When an empire promotes liberty it is inevitably paternalistic, dominant and intended to be accepted by others "because it is the best," which unavoidably leads to confrontation and conflict. As we saw at Abu Ghraib and Guantànamo, it also leads to violations of human rights and excusing (or ignoring) the blatant human rights violations of allies, as the U.S. has done with Israel for over sixty-two years. Both have badly damaged America's reputation in the world, and both are inexcusable; yet Guantànamo remains unresolved, and Israel continues its predatory treatment of the non-Jewish population of the Occupied Territories without a word of disapproval from the Obama administration, calling our commitment to liberty into question.
It is the chapter on Paul Wolfowitz that is the most revealing in relation to current U.S. history and politics. In his mind there is a dichotomy between America those who are perceived as "evil" (Iran, North Korea and Saddam's Iraq). Those who are "good" represent America's politics of liberty, those who are "evil" stand in the way of them. These are defined in terms of America's missionary impulses of exporting her concepts of liberty and her national interests, which are seen as identical. In Wolfowitz' mind, "the United States must remain engaged ... until it had ridded the world of all those tyrants who [hold] in contempt the values and liberties that the United States [stand] for. Monsters cannot be contained... They [have] to be defanged before they [can] bite. Wolfowitz became a convert to preemption." "[T]he United States must support constructive policies and programs that [co-opt] potential opposition and [generate] a tidal wave of support for American leadership." "Destroying monsters" in Wolfowitz' mind "was the prerequisite for establishing an American empire and an American empire was the prerequisite for an Empire for Liberty" No interference was to be permitted.

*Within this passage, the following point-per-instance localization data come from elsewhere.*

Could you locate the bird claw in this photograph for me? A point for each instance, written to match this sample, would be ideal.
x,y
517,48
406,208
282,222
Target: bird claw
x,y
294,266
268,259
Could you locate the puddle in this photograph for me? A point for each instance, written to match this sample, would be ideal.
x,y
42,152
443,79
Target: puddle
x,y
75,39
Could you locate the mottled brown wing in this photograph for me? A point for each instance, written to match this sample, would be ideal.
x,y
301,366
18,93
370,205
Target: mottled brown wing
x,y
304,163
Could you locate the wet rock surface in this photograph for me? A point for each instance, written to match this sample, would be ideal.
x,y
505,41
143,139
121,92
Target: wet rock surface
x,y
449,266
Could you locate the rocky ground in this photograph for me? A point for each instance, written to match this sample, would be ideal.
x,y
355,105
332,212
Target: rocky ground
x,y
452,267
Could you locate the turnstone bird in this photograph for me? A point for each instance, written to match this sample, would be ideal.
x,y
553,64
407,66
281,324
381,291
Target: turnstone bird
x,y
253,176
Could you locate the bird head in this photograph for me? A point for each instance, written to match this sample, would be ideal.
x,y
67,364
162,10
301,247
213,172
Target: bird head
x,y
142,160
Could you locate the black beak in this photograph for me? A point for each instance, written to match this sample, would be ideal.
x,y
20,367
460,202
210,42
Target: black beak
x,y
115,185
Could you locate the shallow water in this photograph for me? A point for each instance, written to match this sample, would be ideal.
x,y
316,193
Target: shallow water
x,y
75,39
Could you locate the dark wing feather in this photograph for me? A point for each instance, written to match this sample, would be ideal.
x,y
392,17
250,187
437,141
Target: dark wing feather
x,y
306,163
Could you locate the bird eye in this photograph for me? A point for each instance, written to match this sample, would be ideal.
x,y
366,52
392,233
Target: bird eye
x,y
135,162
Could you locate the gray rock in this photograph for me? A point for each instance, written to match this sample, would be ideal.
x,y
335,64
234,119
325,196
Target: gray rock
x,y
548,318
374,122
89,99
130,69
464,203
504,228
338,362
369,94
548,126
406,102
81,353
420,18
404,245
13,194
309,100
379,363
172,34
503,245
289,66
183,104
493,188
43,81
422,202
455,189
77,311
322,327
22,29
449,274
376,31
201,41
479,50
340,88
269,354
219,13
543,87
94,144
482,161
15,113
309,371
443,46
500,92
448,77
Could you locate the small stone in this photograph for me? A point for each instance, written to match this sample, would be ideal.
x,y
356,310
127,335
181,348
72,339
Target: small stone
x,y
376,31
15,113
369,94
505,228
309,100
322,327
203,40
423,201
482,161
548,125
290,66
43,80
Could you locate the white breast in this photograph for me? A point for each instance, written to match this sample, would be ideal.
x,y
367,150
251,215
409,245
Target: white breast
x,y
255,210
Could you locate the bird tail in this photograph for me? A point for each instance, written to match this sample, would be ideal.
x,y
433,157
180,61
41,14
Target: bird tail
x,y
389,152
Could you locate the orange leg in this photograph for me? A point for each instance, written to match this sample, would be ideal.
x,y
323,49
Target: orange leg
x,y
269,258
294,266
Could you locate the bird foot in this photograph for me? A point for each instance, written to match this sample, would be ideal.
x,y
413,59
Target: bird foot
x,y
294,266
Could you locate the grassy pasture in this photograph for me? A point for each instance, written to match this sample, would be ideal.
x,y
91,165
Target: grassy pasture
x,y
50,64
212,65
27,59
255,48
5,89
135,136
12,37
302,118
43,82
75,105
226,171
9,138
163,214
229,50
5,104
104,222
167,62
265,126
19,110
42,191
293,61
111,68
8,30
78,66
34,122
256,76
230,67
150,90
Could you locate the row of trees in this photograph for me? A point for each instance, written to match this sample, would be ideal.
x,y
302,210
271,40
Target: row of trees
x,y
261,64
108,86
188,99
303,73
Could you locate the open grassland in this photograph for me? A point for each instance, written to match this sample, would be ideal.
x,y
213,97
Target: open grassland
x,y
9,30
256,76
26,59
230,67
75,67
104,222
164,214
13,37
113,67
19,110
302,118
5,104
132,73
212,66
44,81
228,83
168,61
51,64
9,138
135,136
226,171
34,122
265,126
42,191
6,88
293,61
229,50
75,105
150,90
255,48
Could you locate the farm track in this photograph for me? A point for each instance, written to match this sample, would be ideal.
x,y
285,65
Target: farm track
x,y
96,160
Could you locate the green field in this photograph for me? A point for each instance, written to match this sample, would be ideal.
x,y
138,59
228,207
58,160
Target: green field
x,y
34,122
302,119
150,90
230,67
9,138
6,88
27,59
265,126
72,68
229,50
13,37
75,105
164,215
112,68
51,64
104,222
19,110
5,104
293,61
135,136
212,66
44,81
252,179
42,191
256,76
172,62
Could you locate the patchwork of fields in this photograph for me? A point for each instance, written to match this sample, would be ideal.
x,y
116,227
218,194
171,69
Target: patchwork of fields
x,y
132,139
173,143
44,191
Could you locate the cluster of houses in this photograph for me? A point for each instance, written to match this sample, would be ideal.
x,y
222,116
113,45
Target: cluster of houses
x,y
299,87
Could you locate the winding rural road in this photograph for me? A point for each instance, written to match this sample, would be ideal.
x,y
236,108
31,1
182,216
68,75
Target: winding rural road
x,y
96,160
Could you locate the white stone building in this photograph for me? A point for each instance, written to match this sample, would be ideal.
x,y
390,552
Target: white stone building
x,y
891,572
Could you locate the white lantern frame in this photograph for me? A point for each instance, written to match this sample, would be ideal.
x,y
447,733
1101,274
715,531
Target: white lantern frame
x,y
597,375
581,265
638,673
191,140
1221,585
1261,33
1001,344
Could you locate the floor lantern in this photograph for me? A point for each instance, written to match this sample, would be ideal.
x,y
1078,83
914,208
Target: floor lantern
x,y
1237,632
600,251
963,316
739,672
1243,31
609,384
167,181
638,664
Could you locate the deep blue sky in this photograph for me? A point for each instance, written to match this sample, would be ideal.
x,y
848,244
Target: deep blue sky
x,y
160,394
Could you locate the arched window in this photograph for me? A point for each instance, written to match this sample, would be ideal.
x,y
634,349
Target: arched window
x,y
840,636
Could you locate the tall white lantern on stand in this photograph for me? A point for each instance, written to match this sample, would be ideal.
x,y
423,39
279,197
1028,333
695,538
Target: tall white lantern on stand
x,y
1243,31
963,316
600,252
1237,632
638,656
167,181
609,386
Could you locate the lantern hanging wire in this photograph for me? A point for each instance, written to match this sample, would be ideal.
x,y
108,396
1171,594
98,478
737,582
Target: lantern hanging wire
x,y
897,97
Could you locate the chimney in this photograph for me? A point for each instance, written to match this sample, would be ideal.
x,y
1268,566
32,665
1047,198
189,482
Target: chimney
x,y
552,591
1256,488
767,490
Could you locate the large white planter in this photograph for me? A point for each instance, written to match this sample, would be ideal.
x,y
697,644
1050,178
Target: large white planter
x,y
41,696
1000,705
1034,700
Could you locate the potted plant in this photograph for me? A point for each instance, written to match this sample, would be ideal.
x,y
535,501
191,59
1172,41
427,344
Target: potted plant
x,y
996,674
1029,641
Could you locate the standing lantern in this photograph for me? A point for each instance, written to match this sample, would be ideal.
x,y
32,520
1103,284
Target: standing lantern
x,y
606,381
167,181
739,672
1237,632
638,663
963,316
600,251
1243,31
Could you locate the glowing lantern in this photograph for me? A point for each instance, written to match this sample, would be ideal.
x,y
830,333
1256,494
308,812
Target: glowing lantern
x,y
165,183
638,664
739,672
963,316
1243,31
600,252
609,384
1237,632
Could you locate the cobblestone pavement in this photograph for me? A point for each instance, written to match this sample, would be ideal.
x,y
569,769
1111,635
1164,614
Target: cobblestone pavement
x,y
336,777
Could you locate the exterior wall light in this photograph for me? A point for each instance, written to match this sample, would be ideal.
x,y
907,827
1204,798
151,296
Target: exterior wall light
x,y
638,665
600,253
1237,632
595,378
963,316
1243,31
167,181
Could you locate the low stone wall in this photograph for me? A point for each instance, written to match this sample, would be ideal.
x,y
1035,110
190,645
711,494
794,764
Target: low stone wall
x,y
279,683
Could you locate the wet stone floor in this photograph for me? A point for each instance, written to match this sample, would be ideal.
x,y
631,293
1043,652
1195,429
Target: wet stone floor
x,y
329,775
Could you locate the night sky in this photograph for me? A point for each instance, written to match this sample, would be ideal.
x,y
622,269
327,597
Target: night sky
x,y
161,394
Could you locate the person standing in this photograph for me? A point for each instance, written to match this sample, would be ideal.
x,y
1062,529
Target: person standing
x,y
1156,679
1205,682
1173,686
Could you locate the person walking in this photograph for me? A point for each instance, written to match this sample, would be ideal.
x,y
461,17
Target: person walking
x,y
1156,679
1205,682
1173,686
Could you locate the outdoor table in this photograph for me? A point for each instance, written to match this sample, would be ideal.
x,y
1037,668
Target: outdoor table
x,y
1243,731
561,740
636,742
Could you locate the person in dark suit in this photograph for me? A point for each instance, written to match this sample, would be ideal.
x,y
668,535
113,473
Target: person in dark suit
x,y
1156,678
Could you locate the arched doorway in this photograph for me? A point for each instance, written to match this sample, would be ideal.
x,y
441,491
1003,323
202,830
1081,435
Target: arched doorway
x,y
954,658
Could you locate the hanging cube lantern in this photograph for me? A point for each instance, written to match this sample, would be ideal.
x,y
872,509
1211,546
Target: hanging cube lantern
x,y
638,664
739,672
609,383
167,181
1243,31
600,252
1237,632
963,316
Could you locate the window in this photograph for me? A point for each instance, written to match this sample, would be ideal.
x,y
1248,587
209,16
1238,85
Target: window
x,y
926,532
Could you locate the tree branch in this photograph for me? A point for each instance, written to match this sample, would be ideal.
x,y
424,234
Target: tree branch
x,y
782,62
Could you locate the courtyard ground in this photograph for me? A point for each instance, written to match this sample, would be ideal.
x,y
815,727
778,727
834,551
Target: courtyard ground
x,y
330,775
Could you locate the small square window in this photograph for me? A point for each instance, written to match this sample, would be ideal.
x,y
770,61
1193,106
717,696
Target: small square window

Wolfowitz' missionary zeal, combined with his myopic vision quickly became an arrogance that bordered on the delusional. As Immerman says, it "led to what may turn out to be the greatest strategic blunder in U.S. history, a blunder that could prove fatal to the American empire." The blunder was the decision to invade Iraq, decapitate its leadership, and free its people who, in Wolfowitz' mind, would welcome the Americans much as the French had done in Paris at the end of World War II. There was no need to plan for an occupation, as the newly-freed Iraqis, grateful for their freedom, would create an American-style democracy to replace Saddam's dictatorship. Our military would be in and out in six weeks' time. I still remember Defense Secretary Rumsfeld gleefully chortling about it.
Reality has proven to be quite different. The fragile fabric of Iraqi society exploded in internecine warfare and terror, terrorists swept into the country, thousands of American lives were lost, over a million Iraqis were killed and millions more uprooted and injured. Over seven years later (not six or seven weeks) American troops and installations are still there, though no longer in a combat role. It was an enterprise born of the ignorance of arrogance, an ignorance that blinds its afflicted with the inability to see. Most, if not all of American leadership still doesn't see it.